FROM "doc"."mytable"
WHERE
date_format('%Y-%m-%d', date_trunc('day', "days")) BETWEEN date_format('%Y-%m-%d', date_trunc('day', current_timestamp + -2592000000))
AND date_format('%Y-%m-%d', date_trunc('day', current_timestamp + -86400000))
GROUP BY date_format('%Y-%m-%d', date_trunc('day', "days"))
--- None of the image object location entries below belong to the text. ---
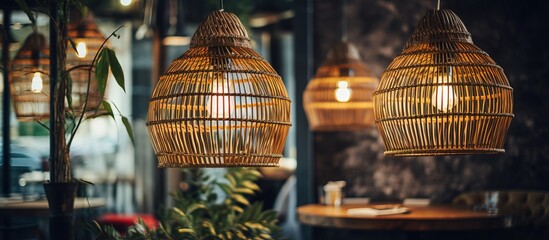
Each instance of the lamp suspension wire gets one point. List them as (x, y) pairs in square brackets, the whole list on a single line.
[(344, 21)]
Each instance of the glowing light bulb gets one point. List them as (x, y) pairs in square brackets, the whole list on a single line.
[(125, 2), (221, 105), (36, 84), (343, 92), (444, 97), (81, 49)]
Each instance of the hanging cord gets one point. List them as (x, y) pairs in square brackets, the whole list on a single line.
[(344, 21)]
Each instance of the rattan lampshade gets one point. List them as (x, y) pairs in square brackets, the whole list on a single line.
[(88, 40), (29, 79), (443, 95), (220, 104), (339, 97)]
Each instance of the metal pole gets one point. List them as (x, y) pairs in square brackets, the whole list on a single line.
[(53, 82), (304, 61), (6, 141)]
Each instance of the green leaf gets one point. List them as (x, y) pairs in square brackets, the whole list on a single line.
[(226, 188), (185, 230), (179, 212), (73, 44), (257, 226), (250, 185), (128, 127), (237, 209), (102, 71), (241, 199), (69, 91), (209, 225), (231, 179), (107, 107), (116, 69), (244, 191), (195, 206), (23, 5)]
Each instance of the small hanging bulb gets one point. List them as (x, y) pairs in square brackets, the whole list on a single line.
[(36, 84), (125, 3), (444, 97), (81, 49), (343, 92)]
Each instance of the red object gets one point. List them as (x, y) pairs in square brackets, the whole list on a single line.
[(121, 222)]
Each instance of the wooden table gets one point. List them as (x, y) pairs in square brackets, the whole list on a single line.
[(429, 218), (41, 208)]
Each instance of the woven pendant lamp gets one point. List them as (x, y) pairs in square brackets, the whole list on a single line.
[(220, 104), (88, 40), (443, 95), (29, 79), (339, 97)]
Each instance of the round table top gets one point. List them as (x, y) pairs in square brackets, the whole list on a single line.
[(41, 207), (424, 218)]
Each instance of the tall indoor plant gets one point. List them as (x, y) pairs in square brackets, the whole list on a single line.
[(64, 120)]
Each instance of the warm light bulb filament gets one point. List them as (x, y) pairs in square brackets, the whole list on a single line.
[(221, 105), (343, 92), (36, 84), (81, 49), (444, 97)]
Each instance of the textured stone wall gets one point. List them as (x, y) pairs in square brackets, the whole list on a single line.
[(514, 33)]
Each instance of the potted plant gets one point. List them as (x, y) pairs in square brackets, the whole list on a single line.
[(207, 208), (61, 189)]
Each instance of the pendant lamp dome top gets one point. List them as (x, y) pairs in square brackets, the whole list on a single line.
[(440, 26), (343, 60), (221, 28), (443, 95)]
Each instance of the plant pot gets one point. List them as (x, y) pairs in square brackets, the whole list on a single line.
[(61, 204)]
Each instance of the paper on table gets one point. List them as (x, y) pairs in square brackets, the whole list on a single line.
[(377, 212)]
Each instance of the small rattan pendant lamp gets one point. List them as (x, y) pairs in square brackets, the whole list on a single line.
[(339, 97), (88, 40), (29, 79), (443, 95), (220, 104)]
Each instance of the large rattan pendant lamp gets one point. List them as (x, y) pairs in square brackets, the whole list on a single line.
[(220, 104), (87, 40), (29, 79), (443, 95), (339, 97)]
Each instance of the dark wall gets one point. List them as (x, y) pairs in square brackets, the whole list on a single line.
[(514, 33)]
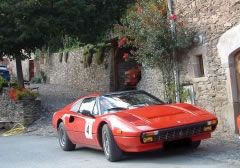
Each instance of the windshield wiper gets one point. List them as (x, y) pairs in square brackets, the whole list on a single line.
[(117, 108)]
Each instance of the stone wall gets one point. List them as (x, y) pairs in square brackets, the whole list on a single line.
[(151, 82), (25, 111), (210, 19), (72, 73)]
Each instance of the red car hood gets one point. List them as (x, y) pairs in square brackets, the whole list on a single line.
[(165, 116)]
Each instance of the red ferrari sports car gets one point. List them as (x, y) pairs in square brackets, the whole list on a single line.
[(130, 121)]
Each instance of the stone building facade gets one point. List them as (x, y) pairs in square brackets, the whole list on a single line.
[(71, 72), (217, 25)]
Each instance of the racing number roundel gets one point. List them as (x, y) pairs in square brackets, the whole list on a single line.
[(88, 128)]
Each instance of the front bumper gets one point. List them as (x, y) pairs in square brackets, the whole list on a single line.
[(134, 144), (156, 139)]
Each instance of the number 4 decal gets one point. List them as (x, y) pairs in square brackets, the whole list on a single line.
[(88, 128)]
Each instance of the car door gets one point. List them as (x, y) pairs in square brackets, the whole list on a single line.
[(88, 136), (80, 126)]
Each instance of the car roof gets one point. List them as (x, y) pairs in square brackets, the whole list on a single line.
[(4, 68), (123, 92)]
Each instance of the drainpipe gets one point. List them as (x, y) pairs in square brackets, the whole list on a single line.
[(174, 38)]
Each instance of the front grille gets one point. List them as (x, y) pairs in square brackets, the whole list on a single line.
[(180, 132)]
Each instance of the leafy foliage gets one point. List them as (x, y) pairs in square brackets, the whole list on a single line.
[(17, 94), (146, 25), (27, 25)]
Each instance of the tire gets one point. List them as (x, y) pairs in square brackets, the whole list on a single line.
[(111, 150), (195, 144), (64, 141)]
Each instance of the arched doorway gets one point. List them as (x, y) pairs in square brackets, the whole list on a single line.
[(229, 53), (237, 79)]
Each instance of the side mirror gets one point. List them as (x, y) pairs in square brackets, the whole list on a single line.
[(168, 101), (87, 113)]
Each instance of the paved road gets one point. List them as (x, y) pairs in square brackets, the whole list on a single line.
[(44, 152)]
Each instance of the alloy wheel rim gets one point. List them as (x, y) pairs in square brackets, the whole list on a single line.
[(106, 143)]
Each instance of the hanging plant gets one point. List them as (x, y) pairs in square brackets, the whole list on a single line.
[(66, 54), (60, 55), (126, 57)]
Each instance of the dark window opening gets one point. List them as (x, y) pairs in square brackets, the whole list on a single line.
[(199, 67)]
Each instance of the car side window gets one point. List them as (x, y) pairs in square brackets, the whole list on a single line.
[(88, 104), (95, 110), (76, 106)]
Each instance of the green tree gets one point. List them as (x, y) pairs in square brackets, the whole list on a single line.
[(27, 25), (146, 24)]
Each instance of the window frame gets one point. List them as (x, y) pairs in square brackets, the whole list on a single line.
[(95, 103)]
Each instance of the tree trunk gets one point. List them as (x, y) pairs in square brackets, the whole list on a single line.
[(19, 72)]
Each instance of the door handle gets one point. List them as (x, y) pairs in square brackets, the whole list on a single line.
[(71, 119)]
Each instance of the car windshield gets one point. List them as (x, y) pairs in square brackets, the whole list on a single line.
[(127, 100)]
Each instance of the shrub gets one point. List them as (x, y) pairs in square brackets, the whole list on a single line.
[(19, 94), (36, 80)]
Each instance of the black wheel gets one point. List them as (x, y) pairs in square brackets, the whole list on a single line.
[(63, 139), (112, 151), (195, 144)]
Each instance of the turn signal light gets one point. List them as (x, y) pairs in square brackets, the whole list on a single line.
[(147, 139), (150, 133), (212, 122), (207, 128)]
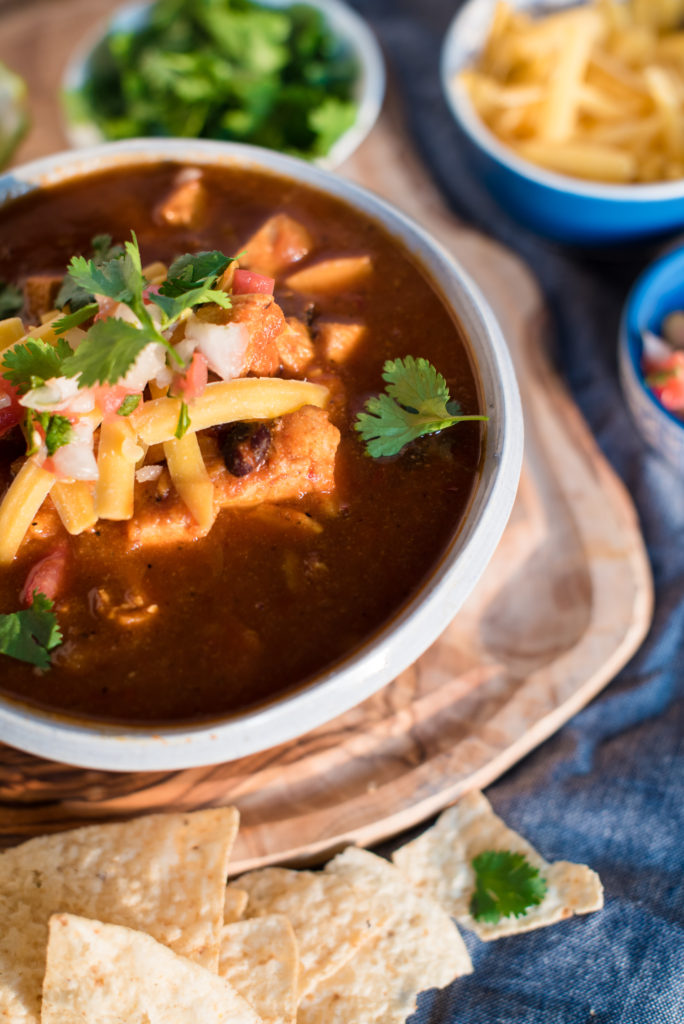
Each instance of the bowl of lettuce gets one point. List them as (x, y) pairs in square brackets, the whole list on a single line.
[(306, 79)]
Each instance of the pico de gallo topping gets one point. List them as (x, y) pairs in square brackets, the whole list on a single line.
[(663, 363)]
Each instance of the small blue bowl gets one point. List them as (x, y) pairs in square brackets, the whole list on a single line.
[(657, 292), (570, 210)]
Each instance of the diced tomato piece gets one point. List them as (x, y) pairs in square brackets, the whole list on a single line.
[(11, 414), (190, 384), (110, 396), (46, 577), (666, 379), (249, 283)]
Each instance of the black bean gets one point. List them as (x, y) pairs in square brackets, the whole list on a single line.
[(245, 446)]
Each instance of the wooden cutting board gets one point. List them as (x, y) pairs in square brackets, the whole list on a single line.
[(564, 603)]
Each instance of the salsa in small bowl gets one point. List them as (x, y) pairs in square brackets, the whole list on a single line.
[(651, 367)]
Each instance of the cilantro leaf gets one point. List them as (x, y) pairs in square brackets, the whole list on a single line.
[(58, 431), (74, 320), (75, 295), (195, 270), (331, 120), (34, 359), (173, 307), (108, 352), (416, 402), (506, 885), (30, 635), (183, 421), (11, 300)]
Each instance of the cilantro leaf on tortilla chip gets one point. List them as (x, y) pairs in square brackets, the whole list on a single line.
[(438, 863), (331, 915), (419, 947)]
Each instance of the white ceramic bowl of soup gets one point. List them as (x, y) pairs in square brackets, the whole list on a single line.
[(418, 624)]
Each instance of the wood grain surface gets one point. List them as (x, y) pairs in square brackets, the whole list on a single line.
[(564, 603)]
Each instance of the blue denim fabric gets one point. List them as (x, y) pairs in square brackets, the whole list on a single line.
[(608, 788)]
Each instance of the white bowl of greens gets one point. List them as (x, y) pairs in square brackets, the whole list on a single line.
[(306, 79)]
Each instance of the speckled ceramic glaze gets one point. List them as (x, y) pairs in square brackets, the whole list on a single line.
[(567, 209), (422, 620)]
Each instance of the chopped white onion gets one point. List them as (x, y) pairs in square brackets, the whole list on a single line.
[(223, 345), (59, 394), (145, 473), (187, 174), (76, 461)]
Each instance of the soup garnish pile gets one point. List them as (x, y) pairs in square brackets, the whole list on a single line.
[(205, 499)]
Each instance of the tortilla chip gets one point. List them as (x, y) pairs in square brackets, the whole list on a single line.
[(438, 864), (419, 947), (164, 875), (107, 974), (259, 958), (234, 901), (331, 915)]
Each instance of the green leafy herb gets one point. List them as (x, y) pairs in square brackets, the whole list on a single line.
[(58, 431), (223, 69), (108, 352), (75, 320), (28, 365), (189, 284), (74, 294), (506, 885), (183, 421), (50, 428), (416, 401), (11, 300), (129, 404), (32, 634), (195, 270)]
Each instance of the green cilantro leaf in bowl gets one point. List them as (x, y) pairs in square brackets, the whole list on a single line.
[(13, 117), (265, 74)]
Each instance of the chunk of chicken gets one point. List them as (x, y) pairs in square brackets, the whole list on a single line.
[(263, 321), (185, 205), (337, 341), (300, 461), (281, 242), (332, 275), (295, 346)]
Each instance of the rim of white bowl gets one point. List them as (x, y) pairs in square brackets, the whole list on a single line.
[(404, 637), (463, 42), (342, 19)]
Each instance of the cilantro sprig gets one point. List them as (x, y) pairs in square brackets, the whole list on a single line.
[(31, 364), (415, 402), (112, 346), (74, 294), (506, 885), (31, 635)]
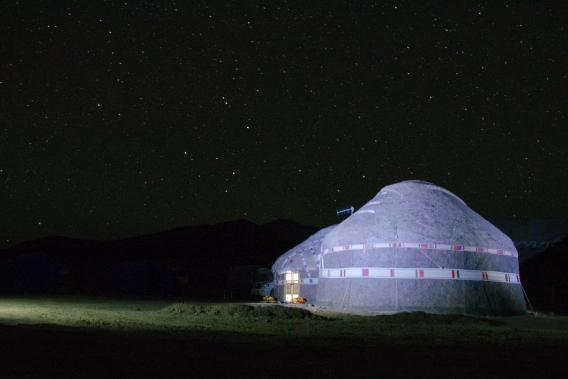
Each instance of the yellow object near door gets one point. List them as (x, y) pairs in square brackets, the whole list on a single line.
[(292, 286)]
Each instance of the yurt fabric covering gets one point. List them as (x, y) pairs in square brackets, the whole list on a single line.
[(418, 247), (304, 260)]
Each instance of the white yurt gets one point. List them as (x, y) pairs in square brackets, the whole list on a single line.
[(414, 247)]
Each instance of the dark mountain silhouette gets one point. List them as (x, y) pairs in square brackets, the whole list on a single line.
[(207, 252)]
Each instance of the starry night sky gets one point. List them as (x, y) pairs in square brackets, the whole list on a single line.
[(120, 119)]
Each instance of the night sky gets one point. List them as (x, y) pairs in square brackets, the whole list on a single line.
[(119, 119)]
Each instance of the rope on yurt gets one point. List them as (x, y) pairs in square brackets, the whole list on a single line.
[(345, 293), (526, 296)]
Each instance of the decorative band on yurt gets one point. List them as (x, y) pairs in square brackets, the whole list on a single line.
[(419, 245), (302, 281), (420, 273)]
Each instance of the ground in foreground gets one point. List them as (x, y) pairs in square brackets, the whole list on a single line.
[(93, 338)]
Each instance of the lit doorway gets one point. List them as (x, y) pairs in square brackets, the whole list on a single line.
[(292, 286)]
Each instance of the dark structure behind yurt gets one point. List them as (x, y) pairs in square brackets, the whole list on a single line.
[(418, 247), (296, 272)]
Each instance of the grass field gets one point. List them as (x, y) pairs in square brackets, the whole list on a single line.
[(94, 338)]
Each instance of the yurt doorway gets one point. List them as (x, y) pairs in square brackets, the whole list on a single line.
[(292, 285)]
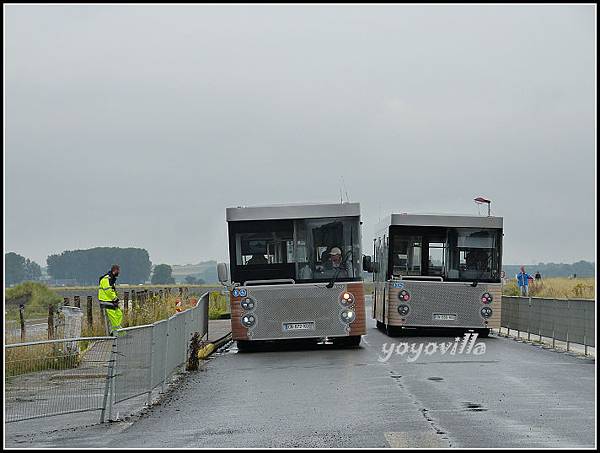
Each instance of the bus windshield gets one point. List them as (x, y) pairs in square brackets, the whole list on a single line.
[(306, 250), (454, 254)]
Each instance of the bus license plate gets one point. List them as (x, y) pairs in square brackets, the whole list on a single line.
[(287, 326), (443, 317)]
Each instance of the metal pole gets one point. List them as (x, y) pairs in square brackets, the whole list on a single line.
[(107, 386), (529, 320), (554, 326), (152, 352), (166, 356), (50, 322), (22, 320), (90, 312), (569, 322)]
ORDER BY date_format('%Y-%m-%d', date_trunc('day', "days")) ASC limit 100;
But if I try to make a distinct at another column like this:
SELECT
date_format('%Y-%m-%d', date_trunc('day', "days")) AS "Day",
count(DISTINCT customerid) AS "Count"
FROM "doc"."mytable"
WHERE
date_format('%Y-%m-%d', date_trunc('day', "days")) BETWEEN date_format('%Y-%m-%d', date_trunc('day', current_timestamp + -2592000000))
AND date_format('%Y-%m-%d', date_trunc('day', current_timestamp + -86400000))
GROUP BY date_format('%Y-%m-%d', date_trunc('day', "days"))
ORDER BY date_format('%Y-%m-%d', date_trunc('day', "days")) ASC limit 100;
the statement will fail with
SQLActionException[CircuitBreakingException: [query] Data too large, data for [collect: 0] would be larger than limit of [1267571097/1.1gb]]
Has anybody an idea why a COUNT(DISTINCT col) has a problem with too much data, but a COUNT(*) not? And how can I solve this issue?